I will enthuse about their signage tomorrow, but today I just want to remember the art. Their collection of contemporary art was the most enjoyable such thing I’ve seen in several years.
[ The caveat is of course that I have a sizable chip on my shoulder regarding the overwhelming NYC dominance of the USA’s art canon. Much of it is truly fantastic art, but it often fails to address, reflect, or represent the cultures of the Midwest or West. Having grown up in California, I felt dehydrated after visiting Dia: Beacon this summer. (It’s an excellent art venue. Its value to me was mainly in how foreign it made me feel.) ]
Therefore, it was refreshing to see the Crocker’s collection. Much of the contemporary work was wry, whimsical, and pointed. Most artworks addressed and introduced their serious topics in playful ways. The West coast does earn its reputation for goofiness, but that precludes neither intelligence nor awareness of reality. The dominant sense of humor, coping mechanisms, and communication styles simply differ between regions.
A few artworks that I found particularly captivating:
Progress II by Luis Jiminez freaked me out (in a good way). The horse and bull eyes glow red, and both extend so far beyond their base that the entire sculpture threatens to move. It is simply enormous, so the museum’s cute tiny picture is completely misleading.

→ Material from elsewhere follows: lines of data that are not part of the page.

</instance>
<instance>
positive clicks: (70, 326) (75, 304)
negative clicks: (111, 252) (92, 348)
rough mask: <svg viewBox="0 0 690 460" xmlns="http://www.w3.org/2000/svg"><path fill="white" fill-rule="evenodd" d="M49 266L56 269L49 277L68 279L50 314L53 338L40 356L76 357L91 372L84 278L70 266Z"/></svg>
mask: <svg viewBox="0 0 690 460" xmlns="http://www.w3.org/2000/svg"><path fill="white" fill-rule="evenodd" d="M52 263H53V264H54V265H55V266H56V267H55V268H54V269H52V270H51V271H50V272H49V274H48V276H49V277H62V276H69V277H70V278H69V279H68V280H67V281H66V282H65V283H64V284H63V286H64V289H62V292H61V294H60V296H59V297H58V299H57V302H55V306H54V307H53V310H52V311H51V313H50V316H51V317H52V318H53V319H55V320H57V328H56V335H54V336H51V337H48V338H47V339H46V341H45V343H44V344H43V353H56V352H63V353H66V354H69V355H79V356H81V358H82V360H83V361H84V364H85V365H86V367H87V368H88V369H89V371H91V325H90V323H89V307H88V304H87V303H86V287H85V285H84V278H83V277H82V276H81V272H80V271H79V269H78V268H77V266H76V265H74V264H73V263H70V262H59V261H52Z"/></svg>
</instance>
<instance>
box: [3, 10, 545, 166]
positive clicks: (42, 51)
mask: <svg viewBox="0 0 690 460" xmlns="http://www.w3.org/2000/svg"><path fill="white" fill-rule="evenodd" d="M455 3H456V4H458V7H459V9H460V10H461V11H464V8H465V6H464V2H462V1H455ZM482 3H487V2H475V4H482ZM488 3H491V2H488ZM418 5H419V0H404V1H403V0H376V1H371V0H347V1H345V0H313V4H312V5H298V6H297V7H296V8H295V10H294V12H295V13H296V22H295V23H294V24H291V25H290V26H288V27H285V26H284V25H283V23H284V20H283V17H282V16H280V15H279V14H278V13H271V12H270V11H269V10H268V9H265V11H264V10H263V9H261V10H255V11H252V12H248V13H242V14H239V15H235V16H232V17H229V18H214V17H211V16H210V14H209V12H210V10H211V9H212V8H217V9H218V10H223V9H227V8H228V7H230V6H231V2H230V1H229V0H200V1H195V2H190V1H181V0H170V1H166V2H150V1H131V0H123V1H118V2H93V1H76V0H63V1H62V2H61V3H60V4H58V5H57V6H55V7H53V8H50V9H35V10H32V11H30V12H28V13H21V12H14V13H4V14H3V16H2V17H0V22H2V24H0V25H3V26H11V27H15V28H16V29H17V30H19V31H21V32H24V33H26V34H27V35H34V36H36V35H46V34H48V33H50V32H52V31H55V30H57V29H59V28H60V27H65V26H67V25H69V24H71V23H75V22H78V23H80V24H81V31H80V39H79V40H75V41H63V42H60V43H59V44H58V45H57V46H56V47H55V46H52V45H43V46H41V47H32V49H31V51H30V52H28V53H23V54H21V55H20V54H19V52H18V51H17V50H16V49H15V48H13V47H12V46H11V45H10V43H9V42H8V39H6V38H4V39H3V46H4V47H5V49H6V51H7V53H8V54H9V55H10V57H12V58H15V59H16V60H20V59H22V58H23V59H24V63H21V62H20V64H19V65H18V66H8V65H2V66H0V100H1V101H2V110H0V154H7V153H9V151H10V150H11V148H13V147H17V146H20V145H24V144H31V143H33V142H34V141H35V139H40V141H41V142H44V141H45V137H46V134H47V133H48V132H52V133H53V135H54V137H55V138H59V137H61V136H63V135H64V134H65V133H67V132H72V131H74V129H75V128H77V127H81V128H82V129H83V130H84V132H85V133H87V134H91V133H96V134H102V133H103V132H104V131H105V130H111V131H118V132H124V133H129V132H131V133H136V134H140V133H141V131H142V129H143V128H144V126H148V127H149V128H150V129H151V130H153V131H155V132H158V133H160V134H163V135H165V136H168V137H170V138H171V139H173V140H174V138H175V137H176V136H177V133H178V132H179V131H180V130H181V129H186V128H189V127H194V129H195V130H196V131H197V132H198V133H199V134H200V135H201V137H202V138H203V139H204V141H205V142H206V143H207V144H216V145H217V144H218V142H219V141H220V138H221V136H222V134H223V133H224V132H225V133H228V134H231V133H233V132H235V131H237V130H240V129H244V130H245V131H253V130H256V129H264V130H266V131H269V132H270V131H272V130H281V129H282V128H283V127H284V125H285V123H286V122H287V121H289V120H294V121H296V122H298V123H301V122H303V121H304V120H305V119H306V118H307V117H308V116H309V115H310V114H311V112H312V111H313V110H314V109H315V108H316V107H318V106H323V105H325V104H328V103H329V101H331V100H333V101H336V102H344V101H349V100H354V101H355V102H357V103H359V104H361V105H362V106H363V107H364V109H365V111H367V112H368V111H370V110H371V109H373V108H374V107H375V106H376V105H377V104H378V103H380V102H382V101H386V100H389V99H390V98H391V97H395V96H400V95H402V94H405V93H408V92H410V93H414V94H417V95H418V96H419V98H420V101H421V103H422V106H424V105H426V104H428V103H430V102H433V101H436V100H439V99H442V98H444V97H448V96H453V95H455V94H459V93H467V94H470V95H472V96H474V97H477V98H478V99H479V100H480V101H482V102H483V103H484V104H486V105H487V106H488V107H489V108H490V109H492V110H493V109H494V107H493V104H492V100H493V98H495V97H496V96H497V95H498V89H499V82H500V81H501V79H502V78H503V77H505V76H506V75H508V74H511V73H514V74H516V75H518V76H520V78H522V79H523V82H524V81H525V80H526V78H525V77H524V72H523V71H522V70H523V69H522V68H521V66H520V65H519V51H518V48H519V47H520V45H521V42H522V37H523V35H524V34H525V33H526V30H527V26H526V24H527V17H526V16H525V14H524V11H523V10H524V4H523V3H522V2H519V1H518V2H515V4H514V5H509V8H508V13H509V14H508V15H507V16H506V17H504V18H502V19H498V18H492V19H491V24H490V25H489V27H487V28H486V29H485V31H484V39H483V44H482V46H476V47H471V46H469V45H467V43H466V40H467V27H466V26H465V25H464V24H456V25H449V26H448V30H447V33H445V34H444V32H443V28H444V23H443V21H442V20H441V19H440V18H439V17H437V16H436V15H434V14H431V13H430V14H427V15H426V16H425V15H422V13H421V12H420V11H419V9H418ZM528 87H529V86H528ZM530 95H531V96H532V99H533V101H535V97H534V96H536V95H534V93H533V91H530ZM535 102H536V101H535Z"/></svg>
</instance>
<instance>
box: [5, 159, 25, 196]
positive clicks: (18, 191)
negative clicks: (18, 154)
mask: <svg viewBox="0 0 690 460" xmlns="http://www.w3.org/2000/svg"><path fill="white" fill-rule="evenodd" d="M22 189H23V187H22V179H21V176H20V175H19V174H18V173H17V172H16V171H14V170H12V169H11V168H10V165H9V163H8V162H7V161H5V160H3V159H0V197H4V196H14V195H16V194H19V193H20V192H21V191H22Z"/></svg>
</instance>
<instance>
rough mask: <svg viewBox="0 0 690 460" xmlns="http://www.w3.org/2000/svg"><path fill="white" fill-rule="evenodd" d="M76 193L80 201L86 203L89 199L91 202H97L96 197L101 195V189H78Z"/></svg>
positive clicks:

Daniel Douke’s Widescreen is painted canvas stretched over extremely wide stretcher bars. It sits on a sculpture stand so that viewers see the illusion first and the painterly guts second.
Richard Carter’s Trust erased my giggles faster than a bucket of cold water. The mix of sheer personal grief and the explication of its cause in this artwork is incredible. It just breaks my heart.
Hung Liu’s Shoemakers was simply gorgeous. Drippy paint elicits a knee-jerk rejection in artistic academia, so I appreciate how carefully the supporting literature introduces and explains this unpopular paint technique.